Example reconstructed images (compression ratio = 20%)

Table 1. Performance evaluation of image reconstruction (compression ratio = 20%)

Then we reduced the compression ratio to 5%. When the compression ratio is 5%, the image reconstruction of TwIST algorithm is unsuccessful, so we will not show the reconstruction images. As can be seen from the Fig. 6, where the first column are the original images, the second column are the images reconstructed using our proposed method, the third column are the images reconstructed using L1-Magic method, and the fourth column are the compressed low dimensional data corresponding to the original images. The reconstruction quality of our proposed method is relatively good, while the images reconstructed using the L1-Magic algorithm are obviously worse. Then we compared the SSIM, PSNR and image reconstruction time of the two methods. And the results are shown in Table 2, Our proposed method has better reconstruction performance, SSIM is 0.9918, PSNR is 43.05 dB. In contrast, L1-Magic algorithm does not have such good performance. Its SSIM and PSNR are 0.9135 and 29.61 dB respectively. And the proposed method provides much faster image reconstruction. In conclusion, compared with the other methods, our proposed method not only ensures the image reconstruction quality, but also significantly improves the reconstruction speed, showing the superiority of our proposed method.

Fig. 6.

Example reconstructed images (compression ratio = 5%)

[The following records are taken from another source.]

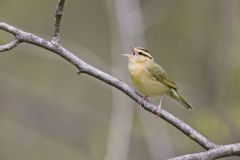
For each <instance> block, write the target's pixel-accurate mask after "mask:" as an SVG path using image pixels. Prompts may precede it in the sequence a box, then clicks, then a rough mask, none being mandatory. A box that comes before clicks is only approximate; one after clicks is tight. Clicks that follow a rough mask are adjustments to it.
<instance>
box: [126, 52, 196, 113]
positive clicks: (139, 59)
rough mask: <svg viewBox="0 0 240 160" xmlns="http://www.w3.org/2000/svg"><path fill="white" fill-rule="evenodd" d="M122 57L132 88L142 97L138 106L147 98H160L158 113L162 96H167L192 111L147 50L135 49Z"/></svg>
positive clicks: (146, 98)
mask: <svg viewBox="0 0 240 160" xmlns="http://www.w3.org/2000/svg"><path fill="white" fill-rule="evenodd" d="M122 55H123V56H126V57H128V71H129V74H130V77H131V80H132V83H133V85H134V87H135V88H136V89H137V90H138V91H139V92H141V93H142V94H143V95H144V97H143V98H142V99H141V101H139V104H140V105H142V103H144V102H145V101H146V100H147V97H156V96H160V102H159V105H158V108H157V112H160V111H161V104H162V99H163V95H167V96H170V97H172V98H174V99H175V100H177V101H178V102H180V103H181V104H182V105H183V106H184V107H185V108H186V109H194V108H193V107H192V105H190V104H189V103H188V102H187V101H186V100H185V99H184V97H183V96H182V95H181V94H180V93H179V91H178V88H177V86H176V83H175V82H174V81H173V80H172V79H171V78H170V76H169V75H168V74H167V72H166V71H165V70H164V69H163V68H162V67H161V66H160V65H158V64H157V63H156V62H155V61H154V59H153V57H152V56H151V54H150V52H149V51H148V50H146V49H144V48H141V47H135V48H133V49H132V51H131V53H130V54H122Z"/></svg>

Table 2. Performance evaluation of image reconstruction (compression ratio = 5%)

5 Conclusion

In this paper, we proposed a data compression method for imaging flow cytometer data combining compressive sensing and convolution neural network. In the proposed method, random generated sensing matrix are used for image compression and convolution neural network is used for image reconstruction. We use the Jurkat cell dataset to demonstrate our proposed method. The experimental results show that the proposed method is time efficient and provides good image reconstruction quality. We anticipate that the proposed method would improve the data compression process for massive imaging flow cytometer dataset and have broad application in cell biology research.